Short Film Showcase: Simpsons Inspiration "The Big Snit" Brings Sweetness to the Apocalypse this Inauguration Day
Already, inauguration day has me feeling nostalgic for yesterday. We were so young and so naive. So full of life and, you know, healthcare options. Instead of wondering what kind of hellish dystopian wasteland we're about to find ourselves in, today, I'm feeling a bit more constructive. I find solace in the little (actually big) bits of happiness I can look to in my life rather than the crumbling negativity shouted at no one in particular throughout the 24-hour news cycle. As mindlessly destructive idiots on the left leave a trail of broken windows and overturned mailboxes in their frustrated wake, and the mindlessly destructive idiots on the right would rather burn down the house than share what's on their plate, I can't help but think of a subversively sweet little cartoon short from 1985. What "The Big Snit" illustrates so perfectly, and what I can't stop thinking about, is how it's the little things that make up a life rather than the big so-important worldly issues.
Take a look, before I dig in a little deeper below.
Matt Groening, creator of The Simpsons, openly cites this short as the inspiration for the opening Scrabble scene in the second episode of his perpetually-running landmark sitcom, titled "Bart the Genius." But, I think the inspiration cuts a little deeper. When I watch "The Big Snit," I see The Simpsons everywhere. I see it in coyly nihilistic details like Santa outrunning the nuclear holocaust, or the hilarious non-sequitur humor of the log-sawing television show or the skeleton-ized newscaster which both seem like bits ripped straight out of Springfield. More importantly, though, I see it in the authentic details of the mildly dysfunctional marriage at the center of the zaniness.

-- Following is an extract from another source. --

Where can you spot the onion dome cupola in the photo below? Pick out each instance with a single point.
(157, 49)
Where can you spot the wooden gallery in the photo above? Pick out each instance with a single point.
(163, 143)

The husband and wife in this short are so wrapped up in their small quibbles that they don't realize the world around them is devolving into World War III. If the short had simply shown the couple at each others throats in micro, and then the world ending in macro, this would be a very different film. The cynicism would wallop us over the head, and as a result the short wouldn't land nearly as hard. What really makes this special, and what is undoubtedly the main lesson Groening borrowed for The Simpsons, is how a small bit of sweetness can add a recognizable and comforting hope among the dysfunction. When the hard feelings begin to subside and the couple makes up, embracing in quiet apology, we realize that the point isn't that the couple is too closed off from the outside world to realize what matters, it's that when it comes down to it, our closest relationships and loved ones actually are all that matters.
This is why I keep coming back to this short tonight. As the bigger picture becomes more depressing and seemingly insurmountable, I remind myself to lean in and look a little closer at the details around me, like my wife and my daughter, and the rest of my friends and family. In micro, everything still feels like it will be okay, and that gives me some hope for the macro.